The paper presents several thought experiments to demonstrate its point, denoting ‘intelligence’ as ‘meaning and understanding’. From Searle’s Chinese Room, it concludes that independent of whether passing the Turing test would mean a system is intelligent, a system trained only on form would fail a sufficiently sensitive test, because it would lack the ability to connect its utterances to the world. The Octopus Test and the example of asking GPT-2 ‘Help!… What should I do?’ reinforce the point that language models fail when we test their understanding of ‘meaning’ by asking them to solve tasks that require reasoning and creative thinking. From observing human children, the paper argues that passive exposure isn’t sufficient to acquire a linguistic system; joint attention, an awareness of what another person is attending to, and an idea of what they’re intending to communicate are all required. However, it recognises that grounding distributional representations in the real world is challenging and proposes tackling these issues by training distributional models on corpora augmented with perceptual data or looking to interaction data.

The paper brings into question whether the field is tackling the correct problems. It pushes for a ‘top-down’ approach, where focus is kept on the overarching, end goal of finding a unified theory for the whole field. Whilst a ‘bottom-up’ perspective may currently be responsible for the hype, excitement, and general optimism in the field, it fails to address the question of whether the ‘right hill is being climbed’. Given that we will only be able to tell in hindsight, the paper proposes five ways of mitigating error: cultivating humility and asking top down questions, being aware of the limitations of tasks, valuing and supporting the work of carefully creating new tasks, evaluating models of meaning across tasks, and performing thorough analysis of both error and successes.
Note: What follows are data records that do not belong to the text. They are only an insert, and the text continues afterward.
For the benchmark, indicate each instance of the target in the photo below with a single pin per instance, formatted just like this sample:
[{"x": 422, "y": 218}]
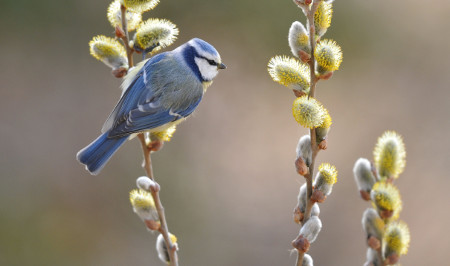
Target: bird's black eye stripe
[{"x": 211, "y": 62}]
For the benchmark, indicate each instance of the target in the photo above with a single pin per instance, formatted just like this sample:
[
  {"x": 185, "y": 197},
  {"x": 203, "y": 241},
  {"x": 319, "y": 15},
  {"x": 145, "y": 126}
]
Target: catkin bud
[
  {"x": 389, "y": 155},
  {"x": 165, "y": 135},
  {"x": 304, "y": 149},
  {"x": 322, "y": 17},
  {"x": 140, "y": 5},
  {"x": 290, "y": 73},
  {"x": 363, "y": 174},
  {"x": 301, "y": 198},
  {"x": 328, "y": 57},
  {"x": 299, "y": 41},
  {"x": 161, "y": 247},
  {"x": 372, "y": 224},
  {"x": 308, "y": 112},
  {"x": 154, "y": 34},
  {"x": 322, "y": 130},
  {"x": 372, "y": 258},
  {"x": 143, "y": 205},
  {"x": 310, "y": 230},
  {"x": 307, "y": 260},
  {"x": 109, "y": 51},
  {"x": 146, "y": 183},
  {"x": 325, "y": 179},
  {"x": 396, "y": 239},
  {"x": 115, "y": 16},
  {"x": 387, "y": 200}
]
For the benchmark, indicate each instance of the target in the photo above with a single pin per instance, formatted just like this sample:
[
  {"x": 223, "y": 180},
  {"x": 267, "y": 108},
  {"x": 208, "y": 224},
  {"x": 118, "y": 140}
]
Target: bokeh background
[{"x": 227, "y": 177}]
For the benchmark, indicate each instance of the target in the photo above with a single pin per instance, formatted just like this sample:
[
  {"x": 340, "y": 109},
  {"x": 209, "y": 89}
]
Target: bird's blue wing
[
  {"x": 149, "y": 116},
  {"x": 144, "y": 104},
  {"x": 130, "y": 98}
]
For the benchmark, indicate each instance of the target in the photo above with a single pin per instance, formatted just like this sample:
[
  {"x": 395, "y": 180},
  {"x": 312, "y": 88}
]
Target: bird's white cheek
[{"x": 207, "y": 71}]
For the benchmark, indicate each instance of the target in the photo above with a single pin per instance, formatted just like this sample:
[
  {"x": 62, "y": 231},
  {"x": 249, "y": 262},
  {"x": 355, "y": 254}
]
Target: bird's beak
[{"x": 221, "y": 66}]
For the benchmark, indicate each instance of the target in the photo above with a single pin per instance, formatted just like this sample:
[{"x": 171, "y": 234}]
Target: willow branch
[
  {"x": 314, "y": 147},
  {"x": 164, "y": 230}
]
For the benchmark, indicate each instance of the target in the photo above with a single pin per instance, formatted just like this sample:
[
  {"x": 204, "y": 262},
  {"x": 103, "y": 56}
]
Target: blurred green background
[{"x": 228, "y": 180}]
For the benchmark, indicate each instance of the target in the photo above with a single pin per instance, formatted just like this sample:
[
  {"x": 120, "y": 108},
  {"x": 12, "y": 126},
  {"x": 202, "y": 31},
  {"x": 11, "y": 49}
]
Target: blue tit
[{"x": 158, "y": 93}]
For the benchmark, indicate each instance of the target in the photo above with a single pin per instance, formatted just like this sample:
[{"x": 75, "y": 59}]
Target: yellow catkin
[
  {"x": 141, "y": 199},
  {"x": 289, "y": 72},
  {"x": 396, "y": 237},
  {"x": 155, "y": 31},
  {"x": 387, "y": 197},
  {"x": 140, "y": 5},
  {"x": 328, "y": 172},
  {"x": 389, "y": 155},
  {"x": 328, "y": 55},
  {"x": 308, "y": 112},
  {"x": 115, "y": 16}
]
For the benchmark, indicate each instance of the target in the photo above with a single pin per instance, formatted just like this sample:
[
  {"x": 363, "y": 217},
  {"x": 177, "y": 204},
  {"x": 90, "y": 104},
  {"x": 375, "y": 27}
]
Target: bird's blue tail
[{"x": 97, "y": 154}]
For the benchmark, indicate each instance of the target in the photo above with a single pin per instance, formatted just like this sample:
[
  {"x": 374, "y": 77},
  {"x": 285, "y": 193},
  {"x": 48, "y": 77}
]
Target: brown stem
[
  {"x": 300, "y": 255},
  {"x": 164, "y": 230},
  {"x": 314, "y": 148}
]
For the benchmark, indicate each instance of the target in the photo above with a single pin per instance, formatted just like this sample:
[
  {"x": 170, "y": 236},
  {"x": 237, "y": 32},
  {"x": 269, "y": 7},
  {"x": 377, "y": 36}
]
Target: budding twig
[
  {"x": 314, "y": 148},
  {"x": 164, "y": 230}
]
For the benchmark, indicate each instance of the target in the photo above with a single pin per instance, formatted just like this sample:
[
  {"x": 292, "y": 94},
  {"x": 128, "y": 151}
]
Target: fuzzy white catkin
[
  {"x": 321, "y": 185},
  {"x": 161, "y": 248},
  {"x": 304, "y": 149},
  {"x": 315, "y": 210},
  {"x": 295, "y": 31},
  {"x": 372, "y": 223},
  {"x": 144, "y": 183},
  {"x": 362, "y": 172},
  {"x": 307, "y": 260},
  {"x": 310, "y": 230},
  {"x": 372, "y": 258}
]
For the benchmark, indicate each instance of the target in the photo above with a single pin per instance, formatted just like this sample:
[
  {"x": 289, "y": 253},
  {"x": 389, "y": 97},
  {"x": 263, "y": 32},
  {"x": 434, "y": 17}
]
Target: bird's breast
[{"x": 205, "y": 85}]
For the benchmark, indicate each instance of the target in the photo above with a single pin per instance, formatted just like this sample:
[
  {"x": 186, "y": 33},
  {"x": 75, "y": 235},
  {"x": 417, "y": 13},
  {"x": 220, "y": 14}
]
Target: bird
[{"x": 158, "y": 93}]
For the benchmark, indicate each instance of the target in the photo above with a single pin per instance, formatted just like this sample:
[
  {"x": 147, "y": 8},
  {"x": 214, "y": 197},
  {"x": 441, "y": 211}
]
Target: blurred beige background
[{"x": 227, "y": 177}]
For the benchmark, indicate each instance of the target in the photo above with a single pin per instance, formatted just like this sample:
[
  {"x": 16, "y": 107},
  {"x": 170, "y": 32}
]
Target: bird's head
[{"x": 205, "y": 57}]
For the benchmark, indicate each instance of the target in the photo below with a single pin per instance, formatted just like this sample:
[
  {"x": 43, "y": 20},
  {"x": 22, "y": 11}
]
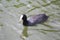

It addresses prevalent counterarguments against the main thesis succinctly and effectively, before concluding that, in contrast to the current hype, meaning cannot be learnt from form alone. Large LMs do not learn meaning. It finishes by offering thoughts on how to maintain healthy optimism in the field. Calls are made to spur a top-down perspective in the field, to increase the use of precise language, especially when talking about the successes of current models, and to encourage humility in dealing with natural language. I inherently agree with the thesis and the conclusions of this paper – the methods to mitigate error could be generalised to other fields where a lot of hype has recently been generated too. The use of examples via thought experiments and the answers to the counterarguments make for a solid argument, advocating for chartering a more attentive and vigilant course in the field.